Japanischer Finanzriese SBI treibt Bitcoin-XRP ETF-Antrag voran
SBI stellt Japans ersten Bitcoin und XRP ETF vor
Japans größte Bank, SBI, hat Pläne angekündigt, den ersten börsengehandelten Fonds (ETF) des Landes auf den Markt zu bringen, der sowohl an Bitcoin (BTC) als auch an XRP gekoppelt sein wird.
Dieses Anlageinstrument wird Berichten zufolge an der Börse von Tokio (TSE) gehandelt und bietet institutionellen Investoren eine regulierte Möglichkeit, Zugang zu zwei der größten Kryptowährungen auf dem Markt zu erhalten. Darüber hinaus hat der Finanzriese des Landes ein zweites Produkt eingeführt, das Digital Gold Crypto ETF, das 51 % in Gold und 49 % in Kryptowährungen investieren wird.

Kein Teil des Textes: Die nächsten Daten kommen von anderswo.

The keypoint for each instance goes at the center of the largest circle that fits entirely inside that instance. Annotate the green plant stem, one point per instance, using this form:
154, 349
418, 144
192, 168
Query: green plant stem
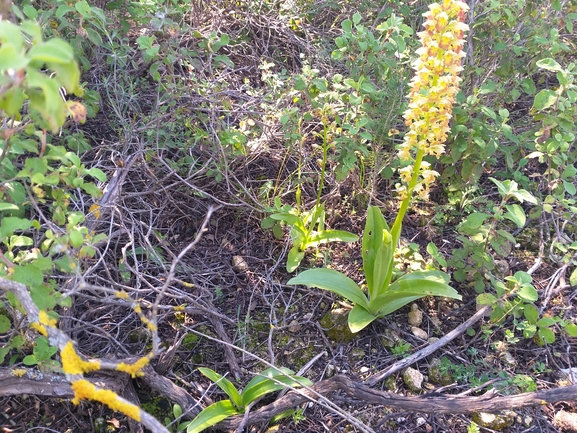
324, 163
396, 230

Diese Struktur ist Berichten zufolge darauf ausgelegt, Anlagerisiken durch Diversifikation zu mindern und richtet sich an ein wachsendes Interesse an der Kombination traditioneller Anlagen mit digitalen Währungen.
Diese Ankündigung erfolgt zu einem entscheidenden Zeitpunkt, da die japanische Finanzdienstleistungsbehörde (FSA) über regulatorische Änderungen nachdenkt, die den Genehmigungs- und Steuerprozess für kryptowährungsbezogene Finanzprodukte vereinfachen könnten.
Solche Entwicklungen können die Attraktivität dieser Angebote für Investoren weiter steigern, die nach regulierten Investitionsmöglichkeiten im Krypto-Bereich suchen. Unterdessen verlagert sich der Fokus in China auf die Einführung der ersten Stablecoin des Landes.
Hongkong als Testgelände für Kryptowährungen
Berichten der Financial Times zufolge hat sich Hongkong als Testgelände für Kryptowährungsinitiativen herauskristallisiert, insbesondere im Hinblick auf die strengen Verbote, die auf dem Festland verhängt wurden.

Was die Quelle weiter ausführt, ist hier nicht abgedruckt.